This week, nearly 3.5 million working families took a stand against the devastating effects marijuana prohibition has had on the residents of Washington, D.C. SEIU, the nation’s largest private sector labor union, the UFCW and D.C. Working Families came out in support of D.C’s marijuana legalization initiative (Initiative 71) and took a stand against the discriminatory enforcement practices that target African Americans and Latinos.
“The war on drugs has had a devastating impact on the ability of working families in the District to advance their economic standing,” says Delvone Michael, executive director for D.C. Working Families. “A progressive policy like Initiative 71, which removes marijuana from the criminal justice system, would serve as yet another step towards ending this failed policy in the District of Columbia.”

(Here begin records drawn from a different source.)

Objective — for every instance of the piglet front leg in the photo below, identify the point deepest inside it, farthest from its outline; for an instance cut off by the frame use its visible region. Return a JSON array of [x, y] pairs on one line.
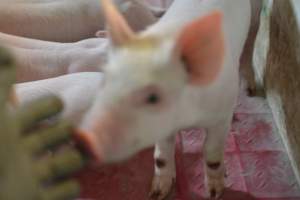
[[164, 174], [214, 159]]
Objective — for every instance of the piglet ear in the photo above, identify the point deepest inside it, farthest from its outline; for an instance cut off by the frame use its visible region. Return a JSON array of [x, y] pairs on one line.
[[118, 29], [201, 46]]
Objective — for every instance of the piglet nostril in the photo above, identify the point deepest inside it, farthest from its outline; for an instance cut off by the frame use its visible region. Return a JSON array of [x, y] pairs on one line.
[[86, 144]]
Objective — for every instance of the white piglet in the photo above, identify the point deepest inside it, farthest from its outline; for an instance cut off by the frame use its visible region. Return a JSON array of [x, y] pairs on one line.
[[67, 20], [181, 72]]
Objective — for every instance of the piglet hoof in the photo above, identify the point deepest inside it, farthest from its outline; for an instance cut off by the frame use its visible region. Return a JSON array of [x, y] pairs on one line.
[[161, 187], [215, 188]]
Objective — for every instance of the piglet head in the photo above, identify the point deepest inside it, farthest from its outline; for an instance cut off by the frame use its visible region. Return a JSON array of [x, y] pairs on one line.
[[144, 94]]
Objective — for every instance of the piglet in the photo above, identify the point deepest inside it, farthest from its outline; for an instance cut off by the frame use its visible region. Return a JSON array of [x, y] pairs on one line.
[[65, 21], [37, 59], [181, 72]]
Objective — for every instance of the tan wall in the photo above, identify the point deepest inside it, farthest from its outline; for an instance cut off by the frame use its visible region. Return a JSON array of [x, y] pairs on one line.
[[277, 63]]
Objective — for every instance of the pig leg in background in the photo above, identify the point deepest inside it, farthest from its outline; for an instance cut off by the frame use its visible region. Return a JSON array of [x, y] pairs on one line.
[[247, 70], [164, 165], [66, 21], [214, 146], [37, 59]]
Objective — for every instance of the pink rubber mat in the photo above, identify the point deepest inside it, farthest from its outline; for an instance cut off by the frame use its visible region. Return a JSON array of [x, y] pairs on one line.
[[257, 164], [256, 161]]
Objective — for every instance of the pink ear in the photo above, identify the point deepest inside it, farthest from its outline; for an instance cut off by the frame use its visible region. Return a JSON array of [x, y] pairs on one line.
[[201, 45], [118, 28]]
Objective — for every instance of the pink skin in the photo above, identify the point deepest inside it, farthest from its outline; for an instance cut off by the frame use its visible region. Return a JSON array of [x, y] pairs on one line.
[[37, 59], [190, 62], [46, 20]]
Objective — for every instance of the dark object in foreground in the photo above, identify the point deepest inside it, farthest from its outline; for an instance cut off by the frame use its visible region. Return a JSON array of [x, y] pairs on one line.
[[28, 171]]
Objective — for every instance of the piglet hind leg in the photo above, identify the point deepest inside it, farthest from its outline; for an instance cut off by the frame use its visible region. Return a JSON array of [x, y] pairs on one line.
[[214, 146], [165, 173]]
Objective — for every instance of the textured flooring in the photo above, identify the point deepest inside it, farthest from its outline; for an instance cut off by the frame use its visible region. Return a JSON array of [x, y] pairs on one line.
[[257, 164], [256, 161]]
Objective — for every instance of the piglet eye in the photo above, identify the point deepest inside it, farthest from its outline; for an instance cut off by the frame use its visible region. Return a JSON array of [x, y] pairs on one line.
[[152, 99]]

Every day, African-American and Latino families are needlessly torn apart just for minor marijuana possession. In Washington, D.C. African Americans are eight times more likely to be arrested for marijuana possession even though use among whites is the same.
“Workers who have criminal records that appear in background checks face significant discrimination from employers,” said Terry Cavanaugh, executive director of the D.C./MD State Council of the SEIU. “Initiative 71 is an opportunity for District voters to speak out against this discrimination. It should also embolden the DC Council to continue to make reforms to advance workers’ rights.”
The war on drugs is a war on hard-working African-American and Latino families and repealing marijuana prohibition in our nation’s capital is a pivotal step towards strengthening working class families all throughout America. Nearly 3 million children are growing up in U.S. households in which one or more parents are incarcerated. Ending mass incarceration and deportations due to failed drug policies is a working family issue and it’s incredibly powerful to see some of our nation’s biggest labor unions taking a stand on behalf of working class America.
This endorsement from the unions that serve as the voice of millions of American working families marks a historic step towards eliminating these racist penalties that prevent millions of African Americans and Latinos from having the opportunities to excel in the American workforce and continue to help strengthen our nation’s economy.
It is time we end the failed war on drugs so that no more African-American or Latino families are needlessly torn apart.
Jerónimo Saldaña is the legislative and organizing coordinator for the movement building team at the Drug Policy Alliance.